The difference plot This shows that the differences are mostly large upward, followed by slower downward changes. This is typical of a physical process, and also of most audio signals. The upward peaks are close to 1, meaning that they are rapid increases in loudness. The string at the bottom gives a block to block change of.08. Without some observation of other signals, this is not yet clearly meaningful. (remember.08 is not necessarily a small average absolute value, we have no scaling here)
The Level Histogram This shows that there is, effectively, no clipping, and that the center half of the PCM levels are heavily used. Zero (or close) is expected to be the most common level, and it is. Outside of the very center, the roll off in frequency of PCM bin is more or less a straight line, making it close to log-normal. This is “as expected” from the basic mathematics.
And, a different signal Yes, a horse of another color!
The Loudness Plot It’s very, very loud. The peak in the distribution is quite narrow, meaning level does not change a lot. There is a secondary near-peak at lower loudness. This is shown to be “the quiet part” when looking at the time-domain plot, not some kind of unusual local (in time) dynamics. It has a much lower dynamic range. If we ignore the “quiet part” it has very little dynamic range at all. Its mean loudness is 235. Compare that to the previous clip, which is at 87. Yes, it’s loud. It’s supposed to be, of course.

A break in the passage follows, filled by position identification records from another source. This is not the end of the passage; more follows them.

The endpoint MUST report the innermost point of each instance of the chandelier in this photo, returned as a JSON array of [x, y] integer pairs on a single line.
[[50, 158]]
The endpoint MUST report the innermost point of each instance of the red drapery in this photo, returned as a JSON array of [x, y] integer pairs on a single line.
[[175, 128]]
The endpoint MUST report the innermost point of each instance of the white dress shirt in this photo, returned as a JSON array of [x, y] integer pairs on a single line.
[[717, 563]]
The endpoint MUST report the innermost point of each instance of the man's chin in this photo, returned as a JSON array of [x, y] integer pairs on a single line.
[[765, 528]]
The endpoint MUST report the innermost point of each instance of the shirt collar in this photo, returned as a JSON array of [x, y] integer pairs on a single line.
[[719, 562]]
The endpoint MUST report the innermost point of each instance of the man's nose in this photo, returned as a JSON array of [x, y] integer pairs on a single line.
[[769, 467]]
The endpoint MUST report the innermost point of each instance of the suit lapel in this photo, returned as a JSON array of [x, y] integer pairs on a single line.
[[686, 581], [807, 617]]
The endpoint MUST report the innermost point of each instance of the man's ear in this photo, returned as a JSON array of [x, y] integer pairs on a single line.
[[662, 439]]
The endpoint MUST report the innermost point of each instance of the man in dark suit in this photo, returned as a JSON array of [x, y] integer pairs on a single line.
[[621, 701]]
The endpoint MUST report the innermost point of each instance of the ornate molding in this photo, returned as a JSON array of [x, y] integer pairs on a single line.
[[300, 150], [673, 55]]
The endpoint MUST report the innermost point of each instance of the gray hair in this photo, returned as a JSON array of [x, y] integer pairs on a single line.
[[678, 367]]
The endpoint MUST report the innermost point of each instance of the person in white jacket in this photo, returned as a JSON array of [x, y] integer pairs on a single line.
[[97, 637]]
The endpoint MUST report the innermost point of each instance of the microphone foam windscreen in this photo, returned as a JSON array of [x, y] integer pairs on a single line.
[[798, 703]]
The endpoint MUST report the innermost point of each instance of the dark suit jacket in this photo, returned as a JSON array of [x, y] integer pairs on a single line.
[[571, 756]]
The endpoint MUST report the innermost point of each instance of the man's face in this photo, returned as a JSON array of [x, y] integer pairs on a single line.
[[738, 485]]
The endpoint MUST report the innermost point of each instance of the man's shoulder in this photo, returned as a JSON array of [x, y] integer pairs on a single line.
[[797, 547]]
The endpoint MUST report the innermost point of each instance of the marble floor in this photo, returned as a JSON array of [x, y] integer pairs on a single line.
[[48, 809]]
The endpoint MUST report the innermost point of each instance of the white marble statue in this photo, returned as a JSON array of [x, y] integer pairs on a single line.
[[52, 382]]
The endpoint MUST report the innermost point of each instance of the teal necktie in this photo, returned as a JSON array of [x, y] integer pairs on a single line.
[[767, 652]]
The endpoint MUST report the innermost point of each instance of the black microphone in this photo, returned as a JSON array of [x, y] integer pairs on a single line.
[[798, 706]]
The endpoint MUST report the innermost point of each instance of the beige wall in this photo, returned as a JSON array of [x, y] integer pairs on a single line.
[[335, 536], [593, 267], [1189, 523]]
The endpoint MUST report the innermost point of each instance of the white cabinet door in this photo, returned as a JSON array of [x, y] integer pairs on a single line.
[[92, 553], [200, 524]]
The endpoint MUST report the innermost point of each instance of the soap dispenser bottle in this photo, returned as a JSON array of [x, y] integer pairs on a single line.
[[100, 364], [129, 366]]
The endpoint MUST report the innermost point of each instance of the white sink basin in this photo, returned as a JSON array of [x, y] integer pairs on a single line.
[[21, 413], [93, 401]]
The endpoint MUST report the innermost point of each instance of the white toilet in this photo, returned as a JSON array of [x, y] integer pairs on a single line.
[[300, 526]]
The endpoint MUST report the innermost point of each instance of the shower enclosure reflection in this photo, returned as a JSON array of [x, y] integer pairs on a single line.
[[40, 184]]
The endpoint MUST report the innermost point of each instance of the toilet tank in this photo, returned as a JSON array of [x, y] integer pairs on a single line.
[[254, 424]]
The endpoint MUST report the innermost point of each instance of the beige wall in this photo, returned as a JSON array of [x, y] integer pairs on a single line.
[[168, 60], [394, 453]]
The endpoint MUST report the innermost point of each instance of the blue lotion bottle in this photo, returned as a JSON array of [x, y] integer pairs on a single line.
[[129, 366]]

The difference plot Here there are bursts of local dynamics, interspersed with sections of very little variation in the local dynamics. The mean average block to block change is.06. This is not that much smaller than the.08 above, which suggests that small changes may be important.
The level histogram This is a poster boy for clipped. Do I need to explain? If I do, shout out, and I’ll explain. Those “train tracks” at the sides are classic evidence of clipping. You may be surprised to find that kind of clipping not always at max and min. Don’t ask me!
What else to say? It’s very, very smooth. No peaks, no dips Every attack is the percussion machine behind the group Not loud at all. Very nice use of the CD’s full range with no clipping. Interblock mean absolute difference of.05. – Without the cymbal it would be even smaller.
Yeah…. It’s loud. It has very little internal dynamics It’s loud. Did I mention it’s loud? Note it doesn’t show extensive clipping like some of the other tracks, but here is a most unusual peak near negative maximum. Oh, and it’s loud. And squished flat.
What here? It’s relatively quiet, but has some strong peaks. Its average mean difference is high, at.09 There is something interesting in the level histogram. To explain: – There are many levels in 1 vertical pixel. – What’s plotted is the most common and least common in each bar. – Notice the many, many BOTTOMS to the level histogram? That’s kind of important.
That’s actually quite important What the level histogram shows in this case is that there are many “missing codes”, that is to say that many PCM codewords are unused. This means that the file was mistreated somewhere.